Since the days in which the Ford Motor company owned its own coal mines to fuel the smelting of the steel for the Model T, there has been a steady trend away from vertical integration toward a gradual decoupling of core and non-core business activities. That trend, represented today by the explosion of off-shore outsourcing, has come to a cross-road in the early years of the 21st century. Is there, as some business and social critics insist, a line separating what can be outsourced from other activities that must be carried out by traditional company employees?
PricewaterhouseCoopers' (PwC) research strongly indicates that businesses today are actually asking a profoundly different but equally revealing question. That question is not whether many corporate functions should be outsourced, but how? In answering this question, successful outsourcers and outsourcing providers working together have invented new models that have transformed the nature of outsourcing itself. This dynamic emerges specifically from new forms of customer and service provider relationships, according to PwC's latest Global Outsourcing study, which asked nearly 300 executives around the world about their outsourcing experiences and expectations.
What immediately becomes clear from their comments is that, like news of Mark Twain's death, the end of outsourcing has been greatly exaggerated (1). A large majority of outsourcers (87 percent) say today's outsourcing delivers the benefits projected in their original business plans and that 91 percent of this same group feel that outsourcing is a core tool in their operational toolkit and they would outsource again, whether or not they have had entirely happy experiences in outsourcing themselves.
What is changing is the range of approaches that companies from a variety of industries are taking to the outsourcing paradigm. Traditional single-source outsourcing contracts are highly focused on fixed-price negotiation and delivery of "commodity" services such as IT infrastructures services, and this type of outsourcing is not going to disappear. Indeed, 39 percent of the survey population expects to increase their use of this model for outsourcing.

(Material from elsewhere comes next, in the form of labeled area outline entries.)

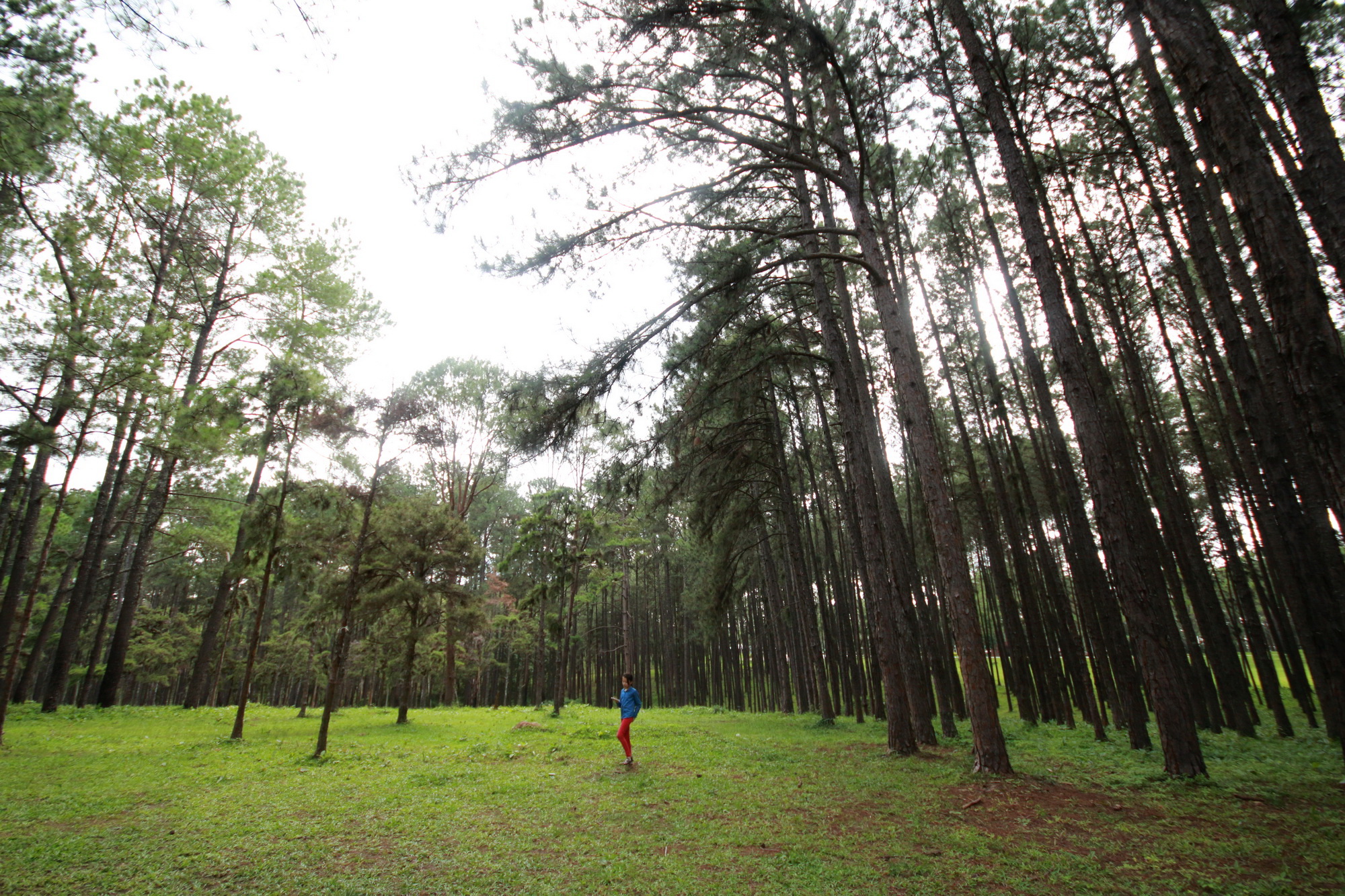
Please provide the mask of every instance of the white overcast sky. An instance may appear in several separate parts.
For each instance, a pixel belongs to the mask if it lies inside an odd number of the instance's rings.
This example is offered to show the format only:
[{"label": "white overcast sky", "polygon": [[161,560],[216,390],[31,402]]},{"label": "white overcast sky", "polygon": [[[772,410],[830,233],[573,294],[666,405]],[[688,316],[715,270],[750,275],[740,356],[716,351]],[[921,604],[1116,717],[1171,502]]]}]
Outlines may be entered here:
[{"label": "white overcast sky", "polygon": [[[534,210],[555,203],[546,172],[511,176],[455,214],[426,223],[404,171],[422,149],[463,148],[487,133],[494,100],[526,96],[512,63],[526,0],[331,0],[305,4],[313,35],[288,0],[183,0],[157,24],[194,44],[147,51],[86,22],[97,57],[82,93],[110,110],[136,79],[167,77],[227,97],[242,124],[307,183],[308,218],[348,222],[366,288],[389,327],[351,369],[352,385],[386,393],[445,357],[511,370],[580,358],[667,304],[666,265],[609,272],[613,287],[538,284],[484,274],[477,241],[507,242]],[[593,293],[593,295],[590,295]],[[607,293],[607,295],[604,295]]]}]

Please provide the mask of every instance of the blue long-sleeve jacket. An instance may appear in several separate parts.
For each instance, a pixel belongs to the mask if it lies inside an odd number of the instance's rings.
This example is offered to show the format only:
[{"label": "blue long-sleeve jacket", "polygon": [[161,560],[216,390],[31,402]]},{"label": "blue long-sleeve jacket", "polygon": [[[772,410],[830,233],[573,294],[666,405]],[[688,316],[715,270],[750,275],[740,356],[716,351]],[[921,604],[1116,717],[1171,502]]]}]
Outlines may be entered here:
[{"label": "blue long-sleeve jacket", "polygon": [[633,687],[621,689],[621,718],[635,718],[640,714],[640,692]]}]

At the same time, as companies explore newer areas for outsourcing such as procurement systems, finance and research and development, they are discovering that other models promise to deliver more value. Fifty percent of the executives polled say that they expect to increase multi-sourcing arrangements, and 45 percent plan to increase their use of joint ventures. What binds together all of the newer approaches to outsourcing, it transpires, is a different kind of relationship between customer and supplier. In a nutshell, those companies that describe themselves as having highly successful outsourcing arrangements are also those most convinced that collaboration rather than a conventional arms length customer/vendor agreement is the key. Deeper collaboration, according to the respondents, is based on honest and transparent business relationships, joint decision-making on matters of mutual interest, joint governance structures, and shared risks and rewards.

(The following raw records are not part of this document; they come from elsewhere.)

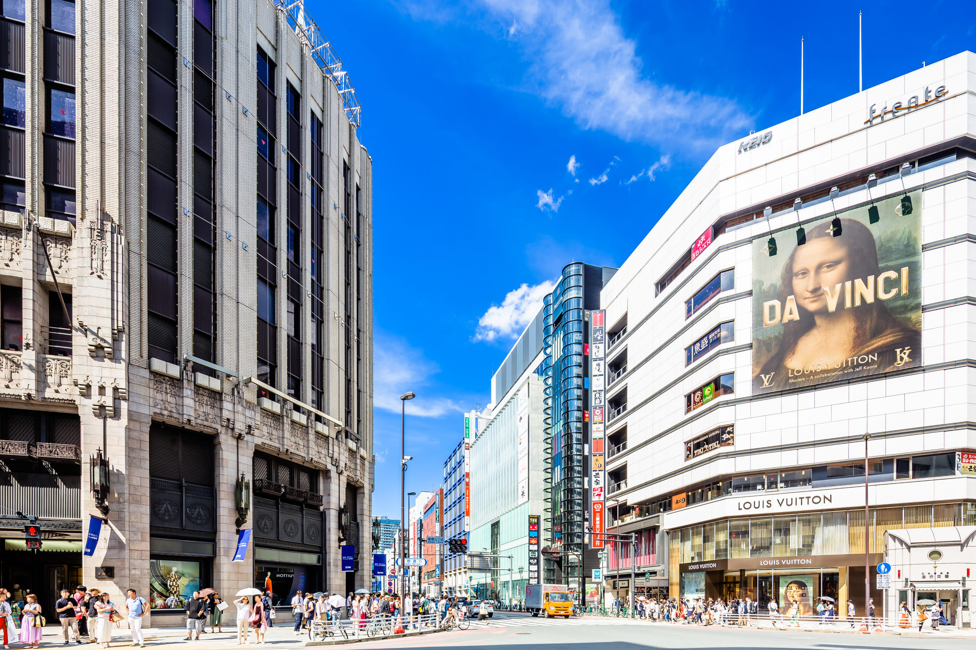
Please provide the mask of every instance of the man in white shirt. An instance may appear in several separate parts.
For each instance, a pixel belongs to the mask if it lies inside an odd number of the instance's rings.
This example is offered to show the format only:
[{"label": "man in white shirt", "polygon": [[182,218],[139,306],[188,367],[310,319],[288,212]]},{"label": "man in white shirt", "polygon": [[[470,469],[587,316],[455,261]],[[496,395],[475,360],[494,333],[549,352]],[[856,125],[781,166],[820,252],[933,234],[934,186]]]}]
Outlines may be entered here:
[{"label": "man in white shirt", "polygon": [[295,592],[292,598],[292,614],[295,615],[295,633],[302,633],[302,619],[305,617],[305,599],[302,597],[302,589]]},{"label": "man in white shirt", "polygon": [[132,632],[132,644],[144,648],[145,640],[142,638],[142,617],[149,613],[149,604],[145,602],[142,596],[136,593],[136,589],[128,589],[125,594],[125,607],[129,613],[129,631]]}]

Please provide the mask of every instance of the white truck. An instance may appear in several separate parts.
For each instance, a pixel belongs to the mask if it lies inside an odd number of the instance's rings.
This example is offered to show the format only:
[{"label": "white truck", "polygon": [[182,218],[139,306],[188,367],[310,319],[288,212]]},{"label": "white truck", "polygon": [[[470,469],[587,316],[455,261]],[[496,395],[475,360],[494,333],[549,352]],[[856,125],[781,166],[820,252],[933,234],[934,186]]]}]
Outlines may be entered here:
[{"label": "white truck", "polygon": [[525,611],[532,612],[532,616],[542,614],[547,619],[550,616],[568,619],[573,615],[573,594],[566,585],[526,585]]}]

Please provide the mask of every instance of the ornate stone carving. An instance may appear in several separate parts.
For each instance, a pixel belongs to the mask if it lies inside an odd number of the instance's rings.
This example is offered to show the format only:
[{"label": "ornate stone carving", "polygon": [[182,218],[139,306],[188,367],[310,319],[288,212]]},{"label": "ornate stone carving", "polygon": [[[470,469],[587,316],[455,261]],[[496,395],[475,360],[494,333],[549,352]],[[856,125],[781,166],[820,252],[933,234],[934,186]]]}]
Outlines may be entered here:
[{"label": "ornate stone carving", "polygon": [[179,418],[180,387],[177,381],[167,377],[152,377],[152,410]]},{"label": "ornate stone carving", "polygon": [[104,227],[104,221],[101,223],[93,223],[89,226],[90,241],[92,243],[92,270],[90,275],[104,277],[110,267],[108,262],[108,237],[109,232]]},{"label": "ornate stone carving", "polygon": [[197,388],[193,391],[193,419],[198,424],[211,425],[217,428],[221,421],[217,394],[212,390]]},{"label": "ornate stone carving", "polygon": [[77,388],[71,381],[71,357],[39,354],[38,394],[42,399],[74,401]]},{"label": "ornate stone carving", "polygon": [[0,228],[0,264],[12,270],[23,267],[20,257],[21,234],[20,230]]},{"label": "ornate stone carving", "polygon": [[0,350],[0,389],[20,389],[22,360],[20,350]]},{"label": "ornate stone carving", "polygon": [[[42,245],[48,250],[48,256],[51,257],[51,264],[54,266],[51,271],[59,277],[66,276],[71,263],[71,240],[61,237],[44,237]],[[48,262],[44,259],[43,253],[41,253],[38,264],[42,269],[47,266]]]}]

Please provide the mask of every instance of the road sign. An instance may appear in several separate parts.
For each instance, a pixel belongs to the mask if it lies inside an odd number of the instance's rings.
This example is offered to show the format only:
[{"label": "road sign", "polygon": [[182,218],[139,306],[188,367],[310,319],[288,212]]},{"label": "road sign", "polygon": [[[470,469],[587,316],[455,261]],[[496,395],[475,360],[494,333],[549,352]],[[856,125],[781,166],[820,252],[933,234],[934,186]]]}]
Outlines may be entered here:
[{"label": "road sign", "polygon": [[400,562],[400,559],[397,558],[396,564],[402,564],[403,566],[427,566],[427,559],[423,557],[404,557],[403,562]]}]

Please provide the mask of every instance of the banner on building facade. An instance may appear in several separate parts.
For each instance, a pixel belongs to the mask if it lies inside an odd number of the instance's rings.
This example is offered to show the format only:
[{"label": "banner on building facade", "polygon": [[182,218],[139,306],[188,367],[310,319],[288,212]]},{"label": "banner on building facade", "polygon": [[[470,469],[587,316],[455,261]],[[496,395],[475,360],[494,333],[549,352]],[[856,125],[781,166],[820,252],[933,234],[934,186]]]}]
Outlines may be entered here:
[{"label": "banner on building facade", "polygon": [[752,242],[753,394],[921,365],[921,199],[892,196],[806,223],[802,238],[793,226],[772,247]]},{"label": "banner on building facade", "polygon": [[231,562],[243,562],[247,555],[247,548],[251,544],[251,529],[245,528],[237,533],[237,548],[234,549],[234,558]]},{"label": "banner on building facade", "polygon": [[102,536],[102,519],[92,516],[88,520],[88,537],[85,538],[85,554],[94,555],[95,548],[99,546],[99,537]]},{"label": "banner on building facade", "polygon": [[529,515],[529,585],[539,585],[539,515]]},{"label": "banner on building facade", "polygon": [[353,545],[344,545],[342,547],[343,571],[352,571],[355,563],[356,548]]},{"label": "banner on building facade", "polygon": [[603,548],[603,409],[606,397],[606,312],[590,312],[590,548]]}]

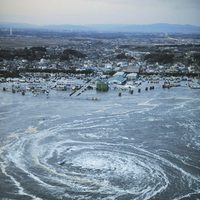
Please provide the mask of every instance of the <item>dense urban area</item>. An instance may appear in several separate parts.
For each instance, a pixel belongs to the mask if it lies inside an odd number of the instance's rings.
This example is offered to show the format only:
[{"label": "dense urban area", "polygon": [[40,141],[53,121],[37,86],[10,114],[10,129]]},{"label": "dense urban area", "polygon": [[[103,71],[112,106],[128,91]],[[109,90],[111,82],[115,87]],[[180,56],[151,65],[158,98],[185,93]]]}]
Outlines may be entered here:
[{"label": "dense urban area", "polygon": [[[51,88],[76,91],[84,85],[130,89],[143,80],[171,77],[173,82],[163,85],[170,88],[200,74],[198,34],[8,30],[1,31],[0,44],[1,82],[48,81],[54,83]],[[198,83],[190,86],[198,88]]]}]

Within this framework of enhanced collaboration, two dominant variations of multi-sourcing models appear to be emerging: the lead supplier model and the collaborative partnering model. In the lead supplier model, one service provider functions as general contractor who orchestrates other suppliers. The outsourcing customer may or may not be involved in the economics and governance of the subcontractor relationships, but the general contractor is accountable for results. In a collaborative partnering model, a collection of master partners governs relationships and deliverables for the benefit of end customers or consumers. They are supplemented by a collection of specialist providers but the relationships are governed by transparent mechanisms, explicit rules of governance and engagement, and alignment of risk/reward incentives.

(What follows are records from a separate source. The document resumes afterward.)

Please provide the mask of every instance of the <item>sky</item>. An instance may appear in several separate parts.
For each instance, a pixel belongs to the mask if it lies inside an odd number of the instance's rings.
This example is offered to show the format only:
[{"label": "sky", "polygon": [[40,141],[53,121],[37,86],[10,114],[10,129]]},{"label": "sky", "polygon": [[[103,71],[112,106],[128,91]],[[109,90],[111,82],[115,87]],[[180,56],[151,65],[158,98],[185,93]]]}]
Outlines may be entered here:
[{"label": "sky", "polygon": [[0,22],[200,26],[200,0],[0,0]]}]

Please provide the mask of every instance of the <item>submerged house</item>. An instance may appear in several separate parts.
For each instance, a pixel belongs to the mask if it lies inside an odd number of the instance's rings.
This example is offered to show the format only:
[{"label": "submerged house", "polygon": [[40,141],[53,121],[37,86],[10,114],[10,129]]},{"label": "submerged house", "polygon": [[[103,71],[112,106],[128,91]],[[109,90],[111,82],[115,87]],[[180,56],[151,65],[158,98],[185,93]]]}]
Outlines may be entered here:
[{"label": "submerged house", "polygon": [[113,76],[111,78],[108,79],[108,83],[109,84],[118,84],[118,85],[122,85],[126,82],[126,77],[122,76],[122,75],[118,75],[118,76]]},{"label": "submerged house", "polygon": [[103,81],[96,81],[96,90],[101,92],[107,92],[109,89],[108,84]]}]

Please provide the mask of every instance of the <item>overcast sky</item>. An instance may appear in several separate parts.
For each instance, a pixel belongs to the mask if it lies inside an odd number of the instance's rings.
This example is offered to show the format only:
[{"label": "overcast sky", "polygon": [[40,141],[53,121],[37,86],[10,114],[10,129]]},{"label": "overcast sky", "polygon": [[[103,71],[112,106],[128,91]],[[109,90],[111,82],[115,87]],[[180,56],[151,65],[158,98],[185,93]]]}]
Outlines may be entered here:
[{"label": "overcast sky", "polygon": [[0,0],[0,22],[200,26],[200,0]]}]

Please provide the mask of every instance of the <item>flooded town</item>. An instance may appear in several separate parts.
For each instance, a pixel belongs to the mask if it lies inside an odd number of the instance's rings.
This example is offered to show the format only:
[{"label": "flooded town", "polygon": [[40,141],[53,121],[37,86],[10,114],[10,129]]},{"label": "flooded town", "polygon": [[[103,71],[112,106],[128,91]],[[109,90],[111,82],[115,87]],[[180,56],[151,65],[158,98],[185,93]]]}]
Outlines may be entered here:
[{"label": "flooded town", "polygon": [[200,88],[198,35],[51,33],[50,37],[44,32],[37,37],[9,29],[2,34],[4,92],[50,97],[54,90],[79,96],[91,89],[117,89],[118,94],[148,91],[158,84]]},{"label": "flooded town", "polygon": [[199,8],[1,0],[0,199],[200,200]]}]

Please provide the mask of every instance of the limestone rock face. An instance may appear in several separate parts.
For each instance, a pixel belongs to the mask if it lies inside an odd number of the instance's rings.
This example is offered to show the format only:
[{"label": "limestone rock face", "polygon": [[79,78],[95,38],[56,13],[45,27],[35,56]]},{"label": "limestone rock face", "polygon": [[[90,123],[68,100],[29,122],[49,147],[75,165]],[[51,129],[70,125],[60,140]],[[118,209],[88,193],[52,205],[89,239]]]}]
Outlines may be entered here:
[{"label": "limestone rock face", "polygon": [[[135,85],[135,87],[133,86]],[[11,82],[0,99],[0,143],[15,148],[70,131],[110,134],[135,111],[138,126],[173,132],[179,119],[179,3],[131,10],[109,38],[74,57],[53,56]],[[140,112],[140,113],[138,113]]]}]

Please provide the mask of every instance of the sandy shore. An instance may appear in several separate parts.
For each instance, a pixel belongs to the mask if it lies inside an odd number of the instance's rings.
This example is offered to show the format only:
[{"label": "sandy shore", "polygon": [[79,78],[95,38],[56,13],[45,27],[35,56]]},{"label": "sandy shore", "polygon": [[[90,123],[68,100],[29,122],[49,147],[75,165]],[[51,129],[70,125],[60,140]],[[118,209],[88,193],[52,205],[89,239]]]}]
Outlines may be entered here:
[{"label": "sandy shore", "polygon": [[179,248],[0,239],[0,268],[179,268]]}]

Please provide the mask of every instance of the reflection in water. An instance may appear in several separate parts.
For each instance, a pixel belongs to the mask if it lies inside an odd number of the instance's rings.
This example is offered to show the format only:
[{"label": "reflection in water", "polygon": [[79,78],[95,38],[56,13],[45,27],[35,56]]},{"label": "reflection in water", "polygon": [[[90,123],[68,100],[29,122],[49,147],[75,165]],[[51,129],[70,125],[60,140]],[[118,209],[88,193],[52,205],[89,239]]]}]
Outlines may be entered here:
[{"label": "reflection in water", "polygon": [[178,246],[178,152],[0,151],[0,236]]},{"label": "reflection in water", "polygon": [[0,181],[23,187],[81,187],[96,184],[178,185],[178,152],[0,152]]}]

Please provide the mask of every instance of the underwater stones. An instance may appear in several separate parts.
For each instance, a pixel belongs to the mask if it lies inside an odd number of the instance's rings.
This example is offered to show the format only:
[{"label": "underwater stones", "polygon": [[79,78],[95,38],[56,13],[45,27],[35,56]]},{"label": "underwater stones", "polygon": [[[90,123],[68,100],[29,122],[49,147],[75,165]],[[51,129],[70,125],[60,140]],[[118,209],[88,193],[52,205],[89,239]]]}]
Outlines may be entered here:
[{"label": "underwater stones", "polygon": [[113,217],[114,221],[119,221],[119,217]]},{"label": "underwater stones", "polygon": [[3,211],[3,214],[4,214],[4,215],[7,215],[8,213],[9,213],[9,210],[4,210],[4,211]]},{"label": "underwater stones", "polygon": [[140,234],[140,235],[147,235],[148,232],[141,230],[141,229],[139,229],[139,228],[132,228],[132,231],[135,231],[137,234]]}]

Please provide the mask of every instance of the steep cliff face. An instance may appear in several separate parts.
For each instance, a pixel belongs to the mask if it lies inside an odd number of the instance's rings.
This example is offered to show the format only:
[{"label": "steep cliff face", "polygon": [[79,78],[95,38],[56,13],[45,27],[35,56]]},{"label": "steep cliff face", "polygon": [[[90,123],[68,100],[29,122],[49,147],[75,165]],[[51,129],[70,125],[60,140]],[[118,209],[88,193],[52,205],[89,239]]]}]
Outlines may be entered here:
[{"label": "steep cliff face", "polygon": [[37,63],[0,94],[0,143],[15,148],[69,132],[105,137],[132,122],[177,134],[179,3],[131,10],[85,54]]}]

Notably, we see this collaborative partnering model emerging among a group of companies that believe they have experienced the highest degree of success in outsourcing to date, giving them the appetite, it would appear, for more complex relationships. It is this group that is moving more quickly into outsourcing in R&D and innovation (56 percent planning to increase outsourcing in this area) rather than the balance of respondents (only 37 percent moving into this area). These outsourcing leaders also understand that managing the kind of extended network of relationships in the newer models requires more transparency, better communication, greater trust, and genuine reciprocity than in the past. This makes them more likely to believe in trust-based supplier management (66 percent versus 49 percent) and flexible business terms rather than highly specific contracts (51 percent versus 38 percent). According to these leaders, success in this environment will heavily hinge on shifting the customer-service provider relationship from adversarial to collaborative; from one based on procurement to one grounded in partnership.
In the expanding global business marketplace, flexibility and speed are at a premium as never before. As value is increasingly located across an extended business network involving business partners, customers and suppliers, the skills and experience gained through collaborative outsourcing will create positive impacts on the entire enterprise, helping it to navigate risk and capture new business opportunities.
About the Author: Pat McArdle is a global outsourcing partner at PricewaterhouseCoopers, a firm specializing in assurance, tax, human resources, transactions, performance improvement and crisis management. www.pwc.com.
(1) "The reports of my death are greatly exaggerated," was a statement made by Mark Twain quotation after hearing that his obituary had been published in the New York Journal.